The seven-month undercover investigation of student drug dealers at three high schools, carried out in cooperation with county school officials, also led police to arrest 14 adults from communities near the schools in northern Anne Arundel, about 16 miles south of Baltimore.
Police said the arrests of the largely "middle- to upper-middle class kids" were part of an ongoing campaign to rid schools of drug dealers. They denied that the magnitude of the arrests indicates the county's schools have an unusually serious drug problem.
"The schools were complaining; we just try to keep a handle on it," said Anne Arundel police spokesman Richard Molloy. "We don't have any more of it than any other county--and we have less of it now."
The largest number of students, 17, were arrested at Meade Senior High School, a large, modern facility on the sprawling grounds of the Army's Fort Meade that takes pride in the large number of graduates it sends to prestigious service academies and private colleges. Awards for accomplishments by Meade students, particularly in the fine and performing arts, line the walls of the spacious school lobby.
Some accused students passed through that lobby about 8 a.m. yesterday after school officials called them to the principal's office. They were then questioned by police and taken to police headquarters in a yellow school bus.
Five students at Old Mill High School in Glen Burnie were also arrested about the same time along with three at Glen Burnie High School. Ten students from other schools in the county were also arrested on the grounds of the three schools.
All of the students were charged as juveniles with distribution of dangerous controlled substances, then released in the custody of their parents pending court appearances. They face expulsion from school, authorities said, and must attend drug counseling sessions with their parents before being readmitted.
Police investigators started work in July, officials said. Once school started, they began posing as teen-aged drug users. They frequented school parking lots and areas inside the schools where students gathered to smoke cigarettes, and made 23 separate purchases at the schools of marijuana, cocaine, hashish, LSD, Quaaludes and ersatz capsules resembling illicit drugs known as "look-alikes".
Yesterday, there were no students congregating in the parking lots after Meade's 1,900 students were dismissed. Students had learned of the arrests earlier from principal Kenneth P. Lawson, who announced it over the loudspeaker. Some students--particularly student government leaders--said they were shocked.
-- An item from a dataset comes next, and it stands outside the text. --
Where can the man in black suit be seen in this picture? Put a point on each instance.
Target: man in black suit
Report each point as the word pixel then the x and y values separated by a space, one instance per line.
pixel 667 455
"I just never knew anything like this was going on," said student government President Beth Hastings, 17. Her vice president, Brian Powell, added, "This is just not typical of Meade Senior High School. We're one of the best high schools in the county."
But other students said there has been a drug problem at Meade for some time. One youth said he saw dozens of multicolored "robins eggs"--a variety of amphetamine--scattered in a stairwell yesterday as word of the arrests spread through the school.
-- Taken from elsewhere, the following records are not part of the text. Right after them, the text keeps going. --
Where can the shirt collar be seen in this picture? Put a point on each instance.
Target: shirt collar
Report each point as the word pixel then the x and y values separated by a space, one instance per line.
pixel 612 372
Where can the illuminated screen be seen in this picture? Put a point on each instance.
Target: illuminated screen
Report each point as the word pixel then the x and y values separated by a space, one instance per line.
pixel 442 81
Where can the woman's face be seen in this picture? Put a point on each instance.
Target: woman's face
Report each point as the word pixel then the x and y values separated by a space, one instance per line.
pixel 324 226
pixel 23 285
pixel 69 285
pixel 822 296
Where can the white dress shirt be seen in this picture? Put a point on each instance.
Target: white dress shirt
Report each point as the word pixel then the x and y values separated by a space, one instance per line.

Drugs were readily available to interested students and would probably remain so, said three students who asked that their names not be used.
Most of the students arrested, the three agreed, were "heads"--long-haired, unkempt students often dressed in Army jackets and combat boots. But a few were mild-mannered bookworms, known as "poindexters," and preppies ("the ones who dress in classy jeans," one student said).
Several students complained about the long surveillance and tough interrogation of suspected drug users by school personnel.
"They pulled me out of class today and searched me," said one 10th grader. "They checked my shoes, my socks, my ears--everywhere."
The student said that some of the dealers were "dumb" to become so trusting of police agents and predicted they would get smarter. A second student said there would be recriminations against suspected student informers.
But the majority of Meade students believe drugs have no place in the school, principal Lawson said.
"I was surprised at how many students came up to me today and said, 'Mr Lawson, what you did was right,' " he said.